Shape Memory Alloys (SMAs) are a class of smart materials that exhibit a macroscopic contraction of up to 5% when heated via an electric current. This effect can be exploited for the development of novel unconventional actuators. Despite having many features such as compactness, lightweight, and high energy density, commercial SMA wires are characterized by a highly nonlinear behavior, which manifests itself as a load-, temperature-, and rate-dependent hysteresis exhibiting a complex shape and minor loops. Accurate modeling and compensation of such hysteresis are fundamental for the development of high-performance SMA applications. In this work, we propose a new dynamical model to describe the complex hysteresis of polycrystalline SMA wires. The approach is based on a reformulation of the Muller-Achenbach-Seelecke model for uniaxial SMA wires within a hybrid dynamical framework. In this way, we can significantly reduce the numerical complexity and computation time without losing accuracy and physical interpretability. After describing the model, an extensive experimental validation campaign is carried out on a 75 {\mu}m diameter SMA wire specimen. The new hybrid model will pave the development of hybrid controllers and observers for SMA actuators.

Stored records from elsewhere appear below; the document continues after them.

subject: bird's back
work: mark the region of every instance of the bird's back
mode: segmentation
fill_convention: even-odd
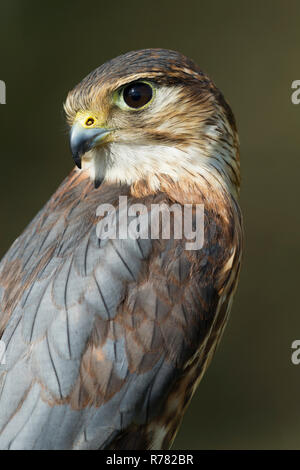
[[[210,361],[239,269],[233,206],[225,225],[206,204],[199,251],[100,240],[97,207],[120,194],[137,201],[74,171],[1,262],[2,449],[168,448]]]

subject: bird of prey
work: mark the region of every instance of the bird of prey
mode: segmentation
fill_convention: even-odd
[[[65,111],[77,167],[0,264],[0,448],[168,449],[237,286],[235,119],[164,49],[100,66]],[[193,227],[202,206],[202,246],[163,237],[163,222],[156,237],[99,236],[99,207],[120,215],[121,196],[128,214],[188,206]]]

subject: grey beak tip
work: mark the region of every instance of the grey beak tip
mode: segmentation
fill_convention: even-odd
[[[81,169],[81,157],[91,150],[101,138],[107,134],[107,129],[80,129],[74,127],[70,134],[70,147],[75,164]]]
[[[79,170],[81,170],[81,157],[78,154],[73,154],[73,160],[75,162],[75,165]]]

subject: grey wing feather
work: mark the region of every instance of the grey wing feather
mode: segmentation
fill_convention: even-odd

翻译：形状记忆合金是一类智能材料，在通过电流加热时可产生高达5%的宏观收缩。这一特性可被用于开发新型非常规致动器。尽管商用形状记忆合金丝具有结构紧凑、重量轻、能量密度高等优点，但其表现出高度非线性行为，具体体现为负载、温度和速率相关的复杂形状滞回及次环。对此类滞回进行精确建模与补偿是开发高性能形状记忆合金应用的基础。本文提出了一种描述多晶形状记忆合金丝复杂滞回的新型动力学模型。该方法基于对单轴形状记忆合金丝的穆勒-阿亨巴赫-泽莱克模型在混合动力学框架下的重构。通过这种方式，我们能够在不损失精度和物理可解释性的前提下显著降低数值复杂度和计算时间。在完成模型描述后，我们以直径为75微米的形状记忆合金丝样本进行了广泛的实验验证。这种新型混合模型将为形状记忆合金致动器的混合控制器和观测器的发展奠定基础。